Sweet Corn

A well-defined species-group, characterized by horny, more or less crinkled, wrinkled or shriveled kernel, having a semi-transparent or trans lucent appearance. Sturtevant in 1899 lists 61 distinct varieties. He gives the first variety of sweet corn recorded in American cultivation as being introduced into the region about Plymouth, Mass., from the Indians of the Susquehanna in 1779. Schenck, in 1854, knew two varieties. It appears, therefore, that the distribution of sweet corn into cultivation made little progress prior to the last half of the nineteenth century, green field corn having largely occupied its place prior to that period. Sweet corn is preeminently a garden vegetable, although the large kinds are sometimes grown for silage or stover. As a garden vegetable, it is used when it has reached the "roasting ear" stage, the kernel then being well filled and plump but soft, and "in the milk.” The kernel is the only part used for human food. When sweet corn is used as a fresh vegetable it is often cooked and served on the cob. In preparing it for canning or drying, it is always cut from the cob. Dried sweet corn, though never an article of commerce, was formerly much used, especially by the rural population. It is gradually being abandoned for canned corn, for other cereal preparations, or for other vegetables. It is practically unknown as human food outside North America. Canned sweet corn has come to be an important article of domestic commerce in the United States and Canada. A considerable amount goes to Alaska, but at the present time very little is exported. The American Grocer states that the annual corn pack for the United States and Canada for the year 1898 was 4,398,563 cases, each containing 2 dozen 2-pound tins. New York leads with the production of 1,410,569 cases. Maine, Illinois and Iowa follow in rank in the order named. These four states now pack 80 per cent of the corn which is canned in the United States and Canada. While these figures are not strictly accurate, they are the best obtainable, and give a general idea of the extent and distribution of this industry. No better canned

corn is put on the market than that produced in Maine, where it is largely grown in localities having a season too short to mature the seed. As a rule, sweet corn is grown for the canneries under contract. The canning company supplies the seed, guaranteeing it to be good and true to name.

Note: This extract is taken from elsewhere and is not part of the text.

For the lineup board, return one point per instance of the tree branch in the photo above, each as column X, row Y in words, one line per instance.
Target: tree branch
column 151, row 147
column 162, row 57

The farmer agrees to grow a certain number of acres and deliver the whole crop to the cannery at a stipulated price. The price now paid in western New York is about $10 per ton of good ears, after deducting the average percentage of husks and rejected ears. Three tons per acre of good ears is considered a good field. The ears are snapped from the stalks with the husks on and hauled in deep wagon boxes to the canneries. The stalks, when preserved either as ensilage or as stover, make excellent fodder. The overripe and inferior ears, being unmarketable, are left on the stalks and materially increase their value as a food for stock. The stover keeps best in loose shocks. It is liable to heat or mold when closely packed in large stacks or trays. As a field crop, corn is grown most extensively on medium heavy loams. It luxuriates in rich, warm soils. The crop rotation should be planned so as to use the coarse manures with the corn, which is a gross feeder. On the more fertile lands of the central plain, nitrogenous manures may not always be used to advantage with corn, but in the eastern and southern states, where the soil has lost more of its original fertility, stable manure may often be used profitably with this crop at the rate of from 8 to 10 cords per acre, or possibly more.